The Barossa experienced its best rainfall in five years during the winter and spring of 2009 and provided good soil moisture for the onset of the growing season. Late spring was fairly mild with some moderately warm days, resulting in an early budburst. Warm and mild weather ensued for the remainder of the growing season so canopies remained very healthy and ripening accelerated for an early vintage. The onset of cool nights in mid-March slowed the final harvest for some later varieties and vineyards. In summary, the 2010 wines are proving that this has been an exceptional year for the Barossa.
The lead up to harvest, whilst quite dry, was relatively cool, apart from a burst of hot weather in late January to early February. Fortunately, the weather then settled to warm days and cool nights allowing the vineyards to recover and the majority of the grapes to ripen slowly, producing wines with excellent colour and flavour. While the volume is lower than 2008, quality is exciting, as the white wines are showing well, with Riesling being the stand out variety. It is an outstanding red wine year, with the wines exhibiting strong varietal character accompanied by incredible depth of colour.
Despite below average winter and spring rainfall, good rains during budburst provided an exceptional start to the growing season that resulted in strong, early growth. Given the drier and hotter conditions, excellent growth continued, which advanced many of the vineyards’ normal flowering dates by approximately two weeks. In early March there was a prolonged heat wave over a two week period that consistently pushed daily temperatures above 35°C. Careful management of irrigation and subsequent soil moisture through this period was an important factor in maintaining both yield and quality. The unusually cool nights through this month provided for ideal ripening and harvesting conditions with most vineyards remaining in great shape despite the very dry.

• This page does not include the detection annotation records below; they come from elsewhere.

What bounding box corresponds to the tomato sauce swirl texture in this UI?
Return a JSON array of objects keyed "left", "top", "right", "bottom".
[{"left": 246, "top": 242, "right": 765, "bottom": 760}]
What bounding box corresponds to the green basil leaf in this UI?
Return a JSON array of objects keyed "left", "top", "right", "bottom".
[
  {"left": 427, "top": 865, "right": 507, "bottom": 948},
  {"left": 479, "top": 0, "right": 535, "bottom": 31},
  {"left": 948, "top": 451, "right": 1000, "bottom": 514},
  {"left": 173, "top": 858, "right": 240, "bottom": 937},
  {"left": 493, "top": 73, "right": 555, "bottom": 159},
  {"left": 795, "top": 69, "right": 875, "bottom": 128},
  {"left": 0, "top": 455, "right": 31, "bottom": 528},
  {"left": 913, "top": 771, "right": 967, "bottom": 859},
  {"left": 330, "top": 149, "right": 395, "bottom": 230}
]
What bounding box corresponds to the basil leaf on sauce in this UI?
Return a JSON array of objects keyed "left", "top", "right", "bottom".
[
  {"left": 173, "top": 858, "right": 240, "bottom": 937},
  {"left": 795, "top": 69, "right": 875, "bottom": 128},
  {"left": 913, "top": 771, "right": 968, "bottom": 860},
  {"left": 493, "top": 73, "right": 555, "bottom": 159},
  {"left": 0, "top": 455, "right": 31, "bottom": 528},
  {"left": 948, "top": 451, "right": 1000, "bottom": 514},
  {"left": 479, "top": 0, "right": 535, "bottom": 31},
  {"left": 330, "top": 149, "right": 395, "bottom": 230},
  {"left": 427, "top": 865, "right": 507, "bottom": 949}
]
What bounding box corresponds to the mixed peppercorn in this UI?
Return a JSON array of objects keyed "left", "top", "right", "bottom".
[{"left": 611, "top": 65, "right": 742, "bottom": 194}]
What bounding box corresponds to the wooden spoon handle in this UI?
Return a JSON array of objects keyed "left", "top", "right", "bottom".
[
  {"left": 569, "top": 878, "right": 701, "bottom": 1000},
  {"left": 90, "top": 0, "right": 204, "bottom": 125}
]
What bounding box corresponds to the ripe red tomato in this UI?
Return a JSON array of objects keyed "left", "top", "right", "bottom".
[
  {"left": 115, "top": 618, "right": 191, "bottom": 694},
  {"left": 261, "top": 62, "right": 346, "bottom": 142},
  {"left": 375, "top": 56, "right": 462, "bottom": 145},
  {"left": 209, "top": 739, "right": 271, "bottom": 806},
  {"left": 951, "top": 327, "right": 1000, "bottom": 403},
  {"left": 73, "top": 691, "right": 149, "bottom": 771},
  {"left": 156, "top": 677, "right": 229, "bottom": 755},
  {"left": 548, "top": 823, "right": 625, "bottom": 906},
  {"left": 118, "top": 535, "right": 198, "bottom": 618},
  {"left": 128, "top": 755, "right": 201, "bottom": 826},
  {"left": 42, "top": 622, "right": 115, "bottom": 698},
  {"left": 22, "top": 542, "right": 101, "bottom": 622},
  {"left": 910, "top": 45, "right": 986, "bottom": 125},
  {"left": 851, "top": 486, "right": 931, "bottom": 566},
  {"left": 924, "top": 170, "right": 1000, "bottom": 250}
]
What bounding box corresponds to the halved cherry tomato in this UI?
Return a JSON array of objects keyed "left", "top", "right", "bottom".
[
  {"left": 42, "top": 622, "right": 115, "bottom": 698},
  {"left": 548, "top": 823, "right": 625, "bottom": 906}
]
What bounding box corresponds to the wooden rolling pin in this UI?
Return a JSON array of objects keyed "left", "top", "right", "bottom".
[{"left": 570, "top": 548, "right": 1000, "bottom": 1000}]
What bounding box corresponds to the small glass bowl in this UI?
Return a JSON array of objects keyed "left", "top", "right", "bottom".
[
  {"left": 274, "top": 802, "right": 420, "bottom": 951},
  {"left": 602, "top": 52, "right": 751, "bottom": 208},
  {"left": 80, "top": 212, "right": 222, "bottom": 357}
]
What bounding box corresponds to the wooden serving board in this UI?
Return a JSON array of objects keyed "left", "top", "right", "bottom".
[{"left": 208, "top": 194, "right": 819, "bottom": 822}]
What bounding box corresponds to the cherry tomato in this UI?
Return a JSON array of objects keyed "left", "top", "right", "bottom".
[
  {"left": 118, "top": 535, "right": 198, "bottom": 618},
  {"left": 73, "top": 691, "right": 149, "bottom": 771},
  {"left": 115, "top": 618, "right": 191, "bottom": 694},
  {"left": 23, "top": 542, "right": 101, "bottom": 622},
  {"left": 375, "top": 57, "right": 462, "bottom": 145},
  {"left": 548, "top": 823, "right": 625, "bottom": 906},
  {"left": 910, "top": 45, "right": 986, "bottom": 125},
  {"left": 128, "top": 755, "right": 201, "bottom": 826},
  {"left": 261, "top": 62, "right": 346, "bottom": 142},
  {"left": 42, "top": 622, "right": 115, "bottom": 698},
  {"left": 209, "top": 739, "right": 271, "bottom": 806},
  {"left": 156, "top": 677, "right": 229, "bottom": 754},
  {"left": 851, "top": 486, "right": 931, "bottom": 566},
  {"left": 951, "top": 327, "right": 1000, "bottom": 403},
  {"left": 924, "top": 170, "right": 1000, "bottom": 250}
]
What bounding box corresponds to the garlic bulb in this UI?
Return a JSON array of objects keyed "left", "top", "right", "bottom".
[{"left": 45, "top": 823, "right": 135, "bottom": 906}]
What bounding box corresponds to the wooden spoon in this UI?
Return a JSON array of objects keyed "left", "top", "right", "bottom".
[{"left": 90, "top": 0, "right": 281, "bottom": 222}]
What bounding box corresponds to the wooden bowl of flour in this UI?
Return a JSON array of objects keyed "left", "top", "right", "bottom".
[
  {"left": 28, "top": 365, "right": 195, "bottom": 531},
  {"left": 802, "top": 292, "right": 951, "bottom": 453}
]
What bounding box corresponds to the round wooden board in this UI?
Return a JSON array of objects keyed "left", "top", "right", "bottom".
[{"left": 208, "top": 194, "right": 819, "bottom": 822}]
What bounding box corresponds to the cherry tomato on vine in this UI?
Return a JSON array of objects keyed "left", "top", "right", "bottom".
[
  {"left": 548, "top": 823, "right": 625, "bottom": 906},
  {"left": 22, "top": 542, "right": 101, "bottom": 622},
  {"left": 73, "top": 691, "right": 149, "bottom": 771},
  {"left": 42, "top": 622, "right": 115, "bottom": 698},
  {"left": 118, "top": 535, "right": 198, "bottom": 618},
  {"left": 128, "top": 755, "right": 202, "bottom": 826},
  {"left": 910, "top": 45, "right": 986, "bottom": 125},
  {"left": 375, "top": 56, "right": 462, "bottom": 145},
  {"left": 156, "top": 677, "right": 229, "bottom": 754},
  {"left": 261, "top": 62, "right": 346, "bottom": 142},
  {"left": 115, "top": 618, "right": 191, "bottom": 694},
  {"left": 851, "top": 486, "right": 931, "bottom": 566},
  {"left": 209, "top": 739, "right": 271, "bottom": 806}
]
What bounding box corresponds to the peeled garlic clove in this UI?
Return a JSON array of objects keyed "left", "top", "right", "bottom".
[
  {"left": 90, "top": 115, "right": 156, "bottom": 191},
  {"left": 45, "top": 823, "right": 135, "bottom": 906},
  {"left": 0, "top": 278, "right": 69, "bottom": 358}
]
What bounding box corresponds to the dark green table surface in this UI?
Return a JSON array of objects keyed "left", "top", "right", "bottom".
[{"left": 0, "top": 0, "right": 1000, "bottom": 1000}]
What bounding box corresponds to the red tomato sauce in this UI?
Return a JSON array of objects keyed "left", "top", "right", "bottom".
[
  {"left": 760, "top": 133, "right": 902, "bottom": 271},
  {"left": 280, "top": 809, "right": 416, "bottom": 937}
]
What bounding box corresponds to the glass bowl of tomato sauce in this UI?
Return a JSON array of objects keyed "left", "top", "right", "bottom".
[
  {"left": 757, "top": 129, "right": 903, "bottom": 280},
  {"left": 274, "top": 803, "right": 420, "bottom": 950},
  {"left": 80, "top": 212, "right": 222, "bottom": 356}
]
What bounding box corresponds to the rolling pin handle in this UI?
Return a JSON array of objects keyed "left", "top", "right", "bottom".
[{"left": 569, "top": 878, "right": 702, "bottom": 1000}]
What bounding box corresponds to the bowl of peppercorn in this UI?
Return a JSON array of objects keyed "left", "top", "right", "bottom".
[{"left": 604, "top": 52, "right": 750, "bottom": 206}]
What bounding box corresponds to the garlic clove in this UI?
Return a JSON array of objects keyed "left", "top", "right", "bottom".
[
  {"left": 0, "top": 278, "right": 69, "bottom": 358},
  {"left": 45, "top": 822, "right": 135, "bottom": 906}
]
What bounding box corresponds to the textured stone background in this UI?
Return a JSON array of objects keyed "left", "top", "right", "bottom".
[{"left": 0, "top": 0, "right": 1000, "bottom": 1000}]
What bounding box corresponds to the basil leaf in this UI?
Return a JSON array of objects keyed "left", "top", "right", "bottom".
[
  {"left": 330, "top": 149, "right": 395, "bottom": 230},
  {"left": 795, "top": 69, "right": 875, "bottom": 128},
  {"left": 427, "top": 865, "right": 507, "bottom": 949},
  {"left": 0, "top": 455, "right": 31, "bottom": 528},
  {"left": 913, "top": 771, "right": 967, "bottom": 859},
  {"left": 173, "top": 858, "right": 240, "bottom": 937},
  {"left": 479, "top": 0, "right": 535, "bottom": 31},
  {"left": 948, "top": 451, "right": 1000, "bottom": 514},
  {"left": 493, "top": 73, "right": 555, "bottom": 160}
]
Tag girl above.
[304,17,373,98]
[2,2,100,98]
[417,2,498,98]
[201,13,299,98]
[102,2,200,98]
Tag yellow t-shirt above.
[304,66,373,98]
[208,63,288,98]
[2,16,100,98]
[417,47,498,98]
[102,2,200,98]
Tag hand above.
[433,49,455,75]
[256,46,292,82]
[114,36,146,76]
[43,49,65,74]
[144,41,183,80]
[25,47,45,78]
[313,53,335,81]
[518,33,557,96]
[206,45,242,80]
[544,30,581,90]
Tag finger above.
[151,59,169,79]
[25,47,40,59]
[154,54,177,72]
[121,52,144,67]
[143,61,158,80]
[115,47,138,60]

Overall wine quality for the 2008 vintage is regarded as excellent.
Mother Nature must keep a very close eye on the wine industry; she decided to help alleviate the excess wine problem in Australia in the 2007 Vintage. Drought played the biggest part in lowering yield and restricting vine growth with frost affecting some vineyards in September ‘06. To top it off, a very wet weekend at the end of January ‘07 saw some fruit splitting, leaving the Barossa with an average yield at least 50% lower. Quality, however, was still above average with the older and ancient vineyards performing quite well, considering the conditions.
It was definitely a vintage to keep me on my toes, with some vineyards ripening up to three weeks earlier than last year, others as much as three weeks later, so vigilance in tracking fruit ripeness was paramount considering we only had half the fruit intake to maintain the Langmeil quality and style.
All Old Vine Gardens were down substantially in yield due to smaller berry size. However, quality across the board is exceptional with the result being similar to that of the ‘03 harvest: rich and intense, showing a slight dried fruit characteristic.